Not: “Guilty by Suspicion” (1991) oyuncu kadrosunda ve “Shark Tale” (2004) seslendirenler kadrosunda Scorsese ve De Niro bir araya geldi.

Mafya Babalarıyla Yakın Dostluklarıyla ve Şiddete Düşkünlüğüyle Ünlü Şarkıcı Sinatra Beyazperdede Canlandırılacak

“Şu rock’n roll’unla müziği sen katlettin. Müzik piyasasının başına gelenler hep senin suçun. Bu ülkede (Amerika Birleşik Devletleri) müziğin içine sen ettin… -You ruined music with your rock and roll. It’s your fault what’s happened to the music business.
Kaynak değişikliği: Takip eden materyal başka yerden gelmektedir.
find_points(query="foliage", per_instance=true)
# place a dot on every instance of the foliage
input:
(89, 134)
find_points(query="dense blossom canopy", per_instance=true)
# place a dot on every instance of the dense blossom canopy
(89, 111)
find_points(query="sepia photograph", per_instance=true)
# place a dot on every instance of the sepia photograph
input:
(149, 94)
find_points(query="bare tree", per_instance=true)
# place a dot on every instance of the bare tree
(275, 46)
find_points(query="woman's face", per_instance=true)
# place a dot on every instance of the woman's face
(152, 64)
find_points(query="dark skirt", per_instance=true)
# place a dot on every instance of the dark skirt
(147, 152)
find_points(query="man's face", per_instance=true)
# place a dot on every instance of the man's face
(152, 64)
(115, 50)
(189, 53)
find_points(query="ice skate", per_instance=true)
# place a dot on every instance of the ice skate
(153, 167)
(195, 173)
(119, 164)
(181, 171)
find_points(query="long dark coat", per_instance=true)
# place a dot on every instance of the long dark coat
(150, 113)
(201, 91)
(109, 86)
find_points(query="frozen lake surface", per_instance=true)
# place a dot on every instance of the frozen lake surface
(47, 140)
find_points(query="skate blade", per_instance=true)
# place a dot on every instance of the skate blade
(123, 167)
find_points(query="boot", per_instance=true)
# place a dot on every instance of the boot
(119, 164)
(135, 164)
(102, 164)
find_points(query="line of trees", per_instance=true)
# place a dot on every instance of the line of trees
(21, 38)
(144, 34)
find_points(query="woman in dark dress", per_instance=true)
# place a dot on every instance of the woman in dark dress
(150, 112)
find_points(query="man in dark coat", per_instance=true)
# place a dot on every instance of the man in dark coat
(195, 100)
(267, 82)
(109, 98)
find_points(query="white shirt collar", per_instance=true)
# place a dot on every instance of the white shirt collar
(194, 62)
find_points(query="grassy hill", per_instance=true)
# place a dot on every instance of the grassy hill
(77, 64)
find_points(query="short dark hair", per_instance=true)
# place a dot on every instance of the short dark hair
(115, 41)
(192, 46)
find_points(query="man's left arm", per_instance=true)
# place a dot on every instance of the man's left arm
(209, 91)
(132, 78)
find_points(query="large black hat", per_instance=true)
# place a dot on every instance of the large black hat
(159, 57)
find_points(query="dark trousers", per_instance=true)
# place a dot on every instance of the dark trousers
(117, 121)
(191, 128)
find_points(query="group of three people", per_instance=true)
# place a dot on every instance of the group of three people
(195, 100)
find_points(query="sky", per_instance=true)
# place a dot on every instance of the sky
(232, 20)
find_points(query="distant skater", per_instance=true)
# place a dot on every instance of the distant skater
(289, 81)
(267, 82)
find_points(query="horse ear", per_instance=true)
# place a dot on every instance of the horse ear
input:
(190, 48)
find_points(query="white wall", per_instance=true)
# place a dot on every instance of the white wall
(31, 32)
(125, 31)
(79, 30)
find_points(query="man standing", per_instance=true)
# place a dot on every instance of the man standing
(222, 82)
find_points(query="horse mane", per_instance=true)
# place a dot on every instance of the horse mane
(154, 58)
You’ve destroyed music in this country…”

Yaşam öyküsü Oscar ödüllü yönetmen Martin Scorsese tarafından çok yakında sinemaya uyarlanacak efsanevi şarkıcı Frank Sinatra, Türk asıllı Amerikalı işadamı, Atlantic Records (Atlantic Plak ve Müzik Şirketi) Sahibi Ahmet Ertegün’le (doğumu: 31 Temmuz 1923, İstanbul – ölümü: 14 Aralık 2006, New York) bir davette yüz yüze gelince Ertegün’e işte bu sözlerle hakaret etmişti.

Efsanevi yönetmen Martin Scorsese, “Frank Sinatra Biyografisi” olan yeni sinema filmine hazırlanıyor. Adı henüz belli olmayan filmde dünya sinema tarihinin en seçkin oyuncu ve şarkıcılarından, “A Star Is Born-Bir Yıldız Doğuyor” (1954) ve “Judgment at Nuremberg Nuremberg Mahkemesi”yle (1961) iki kez Oscar adaylığı kazanan Judy Garland’ı 1976 doğumlu Tammy Blanchard canlandırabilir.

Tammy Blanchard, “Life with Judy Garland: Me and My Shadows” adlı TV dizisinde de Judy Garland’ı canlandırmıştı.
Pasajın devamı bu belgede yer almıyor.